06 July 2013

Teen Girl Action Figures

The girls take charge:

LORE (B+) - Teenage Lore grows up quickly in the waning days of World War II, as she shepherds her younger siblings through the German countryside after their parents are taken from the home, apparently to be tried for their wartime crimes as faithful Nazi stalwarts. The kids wander from region to region, spending nights in holding camps and navigating the various factions of the conquering Allies, all the while trying not to starve to death.

Saskia Rosendahl and her blue eyes hold this film together as our flawed heroine. Lore is more naive than bold, and writer/director Cate Shortland (an Aussie following up her powerful "Somersault") is to be commended for giving the young woman layers. Lore is a true believer in the Fuehrer, and why shouldn't she be; it's pretty much all she has known since she was a toddler.
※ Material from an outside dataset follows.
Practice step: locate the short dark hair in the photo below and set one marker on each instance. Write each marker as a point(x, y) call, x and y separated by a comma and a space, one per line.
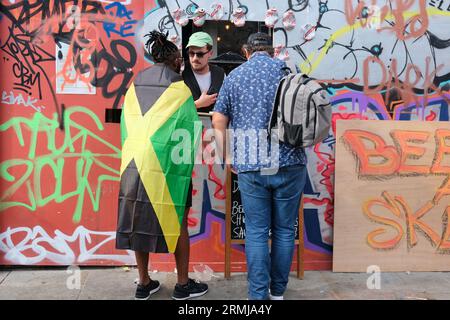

That, of course, involves being taught to hate Jews, but those beliefs get challenged when the young man helping Lore and her siblings navigate the landscape is a Jew. At times we are hit with the schmaltz of forbidden love, but Shortland keeps things believable to the end.

While this sort of story has been told before, "Lore" feels fresh and challenging. Shortland doesn't shy away from the realities of wartime brutality, and this film is not for the squeamish. What's fascinating is the way she creates a world in which the horrors of human nature are constantly contrasted with the beauty of Mother Nature. The greens of the grass and trees and the blues of the waterways are vibrant. It's as if Shortland, in her tale of motherless children struggling for survival, is reminding us that the war's atrocities are all manmade and that the Earth will spin on long after we've wiped ourselves out.

THE HUNGER GAMES (B-minus) - I was more engrossed than I thought I'd be as a reluctant second viewer of this pulp youth entertainment. For those of us who know Jennifer Lawrence from "The Hunger Games" rather than from the Academy Awards, it's a bit unsettling to watch her mug for the masses. But she has flashes of brilliance here, among a hit-and-miss cast.

We watched this in two sittings, and it plays much better when viewed as a very special two- or three-part episode of NBC's corny "Revolution."  Writer/director Gary Ross knows what he's doing here (he aimed for the gut and the heart in "Pleasantville" and "Seabiscuit"), and this works as trashy entertainment. It is paced well, and it hits the right emotional notes ... until it falls apart in the final act.

Lawrence (playing Katniss, which makes the 12-year-old boy in my snicker) comes off as a bit uncomfortable amid the early melodrama, in which Katniss volunteers to take her younger sister's place as a participant in the Hunger Games, the national competition in which a boy and girl from each of the 12 districts (as the former U.S. is now divided at least 75 years in the future) are rounded up and pitted against each other in a televised fight until only one is left alive.

The biggest problem is Josh Hutcherson, who is a cipher as Peeta, Katniss's jockish cohort from District 12 and manufactured love interest. Liam Hemsworth is also a lump, as Katniss's brooding boyfriend back home, but at least he makes himself scarce for most of the movie. I'm guessing these are the types of boys who attract teenage girls who go see movies like this, so just count me as, once again, Not the Target Audience. Lawrence and Hutcherson have zero chemistry, even considering they are mostly faking it for their TV overlords.

Stanley Tucci is a delight as the host of the reality show that televises the Hunger Games with captivating intimacy. Woody Harrelson camps it up as the cranky former survivor who mentors Katniss and Peeta and who uses his connections to help them stand out as participants and attract sponsors who can help them survive during the competition. And that Lenny Kravitz-looking dude turns out to be Lenny Kravitz as another member of Team Katniss.

I was distracted by the filmmakers' vision of the future. It's all over the place. It mostly involves big hair and crazy hats that suggest a post-revolutionary return to the Victorian era. The super-advanced technology is pretty cool, but the rest is a confusing mish-mosh.

The plot creaks under the weight of its 142 minutes. And by the final reel, Ross and the book's author, Suzanne Collins, seem to be throwing out improbable twists just so they can make it to the end in good enough shape for the sequel to work.